Dans un entrepôt du nord de la Moldavie, les caisses remplies de pommes toutes rouges s’empilent jusqu’au plafond mais pour le patron des lieux, cette abondance n’a rien de réjouissant.
Depuis l’invasion de l’Ukraine voisine par la Russie le 24 février, de nombreux agriculteurs ne savent plus où écouler leur marchandise traditionnellement destinée à la Russie.
« Je ne sais pas comment on va faire pour les pommes qui restent, il y en a trop pour les vendre sur le marché moldave », soupire Valeriu Matcovschi, la soixantaine, propriétaire d’une exploitation à Bilicenii Vechi.
Il exporte habituellement vers la Russie la totalité de sa récolte, soit 2.000 tonnes par an, à raison de cinq à sept poids-lourds par semaine.
Aujourd’hui il doit chercher de nouveaux débouchés pour survivre.
Fin mars, il a enfin envoyé un premier conteneur vers le Koweït mais il a dû réduire les prix d’un tiers et le client est beaucoup plus regardant sur les variétés.
Le pommiculteur a aussi décroché des contrats avec l’Arabie saoudite et le Qatar.
Il espère « ne pas être amené à livrer les pommes à des transformateurs.
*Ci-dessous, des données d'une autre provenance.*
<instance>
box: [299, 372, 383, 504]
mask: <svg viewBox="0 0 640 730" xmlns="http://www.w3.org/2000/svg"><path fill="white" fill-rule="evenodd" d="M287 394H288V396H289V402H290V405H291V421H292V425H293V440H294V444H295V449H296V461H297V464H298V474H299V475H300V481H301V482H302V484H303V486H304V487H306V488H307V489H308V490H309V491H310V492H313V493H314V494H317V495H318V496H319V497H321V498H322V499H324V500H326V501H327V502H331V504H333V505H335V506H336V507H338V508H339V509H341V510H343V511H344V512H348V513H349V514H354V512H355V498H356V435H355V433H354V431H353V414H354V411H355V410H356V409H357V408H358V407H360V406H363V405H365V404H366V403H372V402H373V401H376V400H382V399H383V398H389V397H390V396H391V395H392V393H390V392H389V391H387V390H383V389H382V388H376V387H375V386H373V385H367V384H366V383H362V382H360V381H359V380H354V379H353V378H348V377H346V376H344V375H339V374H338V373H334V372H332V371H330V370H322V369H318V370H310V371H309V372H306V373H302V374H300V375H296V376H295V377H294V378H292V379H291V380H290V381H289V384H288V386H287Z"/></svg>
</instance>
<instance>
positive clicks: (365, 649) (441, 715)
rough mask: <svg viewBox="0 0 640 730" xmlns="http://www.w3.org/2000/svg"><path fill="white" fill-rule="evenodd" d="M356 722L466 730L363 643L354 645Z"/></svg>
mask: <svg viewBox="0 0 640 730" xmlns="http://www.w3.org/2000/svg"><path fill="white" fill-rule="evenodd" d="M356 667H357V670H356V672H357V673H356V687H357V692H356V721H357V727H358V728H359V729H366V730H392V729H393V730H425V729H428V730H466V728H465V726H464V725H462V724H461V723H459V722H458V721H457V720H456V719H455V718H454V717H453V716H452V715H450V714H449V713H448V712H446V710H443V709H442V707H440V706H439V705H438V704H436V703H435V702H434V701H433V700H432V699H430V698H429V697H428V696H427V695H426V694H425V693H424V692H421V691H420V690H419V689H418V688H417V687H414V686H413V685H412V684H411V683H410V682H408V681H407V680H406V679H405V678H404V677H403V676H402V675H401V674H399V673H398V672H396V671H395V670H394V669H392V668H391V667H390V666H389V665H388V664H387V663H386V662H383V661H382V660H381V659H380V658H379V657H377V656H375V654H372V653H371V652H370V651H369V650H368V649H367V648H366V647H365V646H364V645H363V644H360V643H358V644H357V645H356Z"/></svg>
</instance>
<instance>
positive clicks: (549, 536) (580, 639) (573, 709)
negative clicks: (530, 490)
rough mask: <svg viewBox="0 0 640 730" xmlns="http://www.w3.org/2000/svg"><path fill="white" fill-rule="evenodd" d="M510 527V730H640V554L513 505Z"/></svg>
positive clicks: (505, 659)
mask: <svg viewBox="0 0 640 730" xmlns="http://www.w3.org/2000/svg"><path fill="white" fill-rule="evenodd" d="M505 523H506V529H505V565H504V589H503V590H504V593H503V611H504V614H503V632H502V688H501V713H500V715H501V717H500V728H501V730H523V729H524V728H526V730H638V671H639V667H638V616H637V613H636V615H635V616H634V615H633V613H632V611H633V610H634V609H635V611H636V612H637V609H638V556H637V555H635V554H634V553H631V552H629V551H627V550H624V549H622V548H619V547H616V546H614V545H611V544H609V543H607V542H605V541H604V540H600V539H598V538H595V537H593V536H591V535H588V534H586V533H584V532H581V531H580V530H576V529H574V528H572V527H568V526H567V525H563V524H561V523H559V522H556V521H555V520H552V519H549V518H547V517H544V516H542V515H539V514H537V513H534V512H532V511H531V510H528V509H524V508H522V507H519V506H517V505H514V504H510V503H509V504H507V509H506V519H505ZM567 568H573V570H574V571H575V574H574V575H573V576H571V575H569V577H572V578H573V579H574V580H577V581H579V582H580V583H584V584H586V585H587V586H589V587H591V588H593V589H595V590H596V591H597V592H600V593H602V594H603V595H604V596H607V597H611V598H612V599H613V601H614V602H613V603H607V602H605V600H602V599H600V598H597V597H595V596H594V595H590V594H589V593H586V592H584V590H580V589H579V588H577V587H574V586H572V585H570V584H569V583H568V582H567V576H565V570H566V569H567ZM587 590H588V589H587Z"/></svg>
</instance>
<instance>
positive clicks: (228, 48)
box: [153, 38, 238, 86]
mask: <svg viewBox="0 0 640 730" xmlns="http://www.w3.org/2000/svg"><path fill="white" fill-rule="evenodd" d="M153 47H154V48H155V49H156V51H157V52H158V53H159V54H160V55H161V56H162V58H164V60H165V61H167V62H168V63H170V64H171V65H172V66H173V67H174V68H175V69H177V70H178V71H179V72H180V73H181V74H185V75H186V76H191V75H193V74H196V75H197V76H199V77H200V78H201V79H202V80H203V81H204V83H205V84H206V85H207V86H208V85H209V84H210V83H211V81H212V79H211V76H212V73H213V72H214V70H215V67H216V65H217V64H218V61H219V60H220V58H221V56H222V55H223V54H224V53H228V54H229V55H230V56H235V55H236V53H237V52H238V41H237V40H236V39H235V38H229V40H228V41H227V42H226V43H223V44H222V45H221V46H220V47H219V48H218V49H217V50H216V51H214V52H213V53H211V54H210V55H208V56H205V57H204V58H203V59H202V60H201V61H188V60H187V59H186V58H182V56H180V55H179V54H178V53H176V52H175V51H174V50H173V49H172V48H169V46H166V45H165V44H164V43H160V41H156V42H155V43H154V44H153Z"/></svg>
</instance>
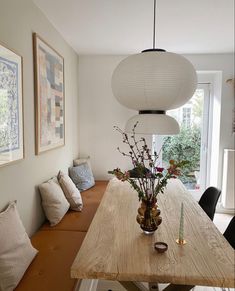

Ce serait une tragédie », lâche-t-il, citant les pertes financières induites.
Ancienne république soviétique de 2,6 millions d’habitants nichée entre la Roumanie et l’Ukraine, la Moldavie « se trouve dans une situation difficile », s’inquiète le secrétaire général du gouvernement, Dumitru Udrea, interrogé par l’AFP.
La guerre en Ukraine a entraîné un afflux de réfugiés à l’impact conséquent sur l’économie du pays, qui souffre aussi de la rupture des chaînes d’approvisionnement et de la flambée des factures de gaz et d’électricité.
« En 2022, nous redoutons une contraction de l’économie de 3% dans un scénario optimiste et de 15% dans le plus sombre », détaille-t-il, alors que l’inflation pourrait atteindre 30% d’ici la fin de l’année.
La Moldavie, dont le Produit intérieur brut représente moins de 0,5% de celui de la France, se remettait déjà difficilement d’une série de crises économiques et politiques doublées d’un retentissant scandale bancaire portant sur la disparition d’un milliard de dollars en 2014-2015.
Répondant à l’appel au secours de Chisinau, l’Allemagne, la France et la Roumanie organisent mardi à Berlin une conférence des donateurs pour l’aider à faire face à ce fardeau.
« Nous allons présenter des projets visant entre autres la sécurité énergétique et le renforcement du pouvoir d’achat, en espérant obtenir un financement de 4 milliards d’euros » sous forme de prêts et de dons, explique M. Udrea.
A la faveur d’un accord de libre-échange signé avec Bruxelles en 2014 –une démarche qui lui avait aussitôt valu des représailles de la part de Moscou-, la Moldavie a vu son commerce avec le bloc européen progresser, représentant plus de 60% de ses échanges en 2021. Et elle espère approfondir ses relations avec l’UE: une demande d’adhésion a été déposée début mars.
Impossible toutefois de remplacer du jour au lendemain ses partenaires traditionnels de l’Est: la Russie, l’Ukraine et le Bélarus.
« A première vue, la part des exportations vers ces trois pays –soit 15%– n’est pas énorme, mais plusieurs secteurs en dépendent fortement, dont en premier lieu la pommiculture », commente l’économiste Adrian Lupusor, du groupe de réflexion Expert-Grup.
Le BTP et l’agriculture sont quant à eux suspendus aux matières premières livrées par la Russie et par l’Ukraine. « Même si les importateurs trouvent des fournisseurs ailleurs, les prix seront beaucoup plus élevés », estime-t-il.
En outre, la Moldavie, dont plus d’un million d’habitants ont émigré ces vingt dernières années à la recherche d’un emploi, pourrait voir chuter les transferts de fonds venus de Russie, prévient le responsable du gouvernement.
Or il s’agit d’une bouée de sauvetage cruciale pour de nombreuses familles.
Une partie des quelque 300.000 Moldaves travaillant sur le sol russe pourraient même rentrer au pays, ce qui mettrait sous pression le marché du travail et le système de sécurité sociale, ajoute M. Lupusor.
Entre les ouvriers qui trient les pommes et le va-et-vient des lève-palettes, M. Matcovschi frémit à l’idée de devoir peut-être se séparer de sa cinquantaine d’employés.
« Je n’ose même pas y penser, j’espère qu’on va résister ».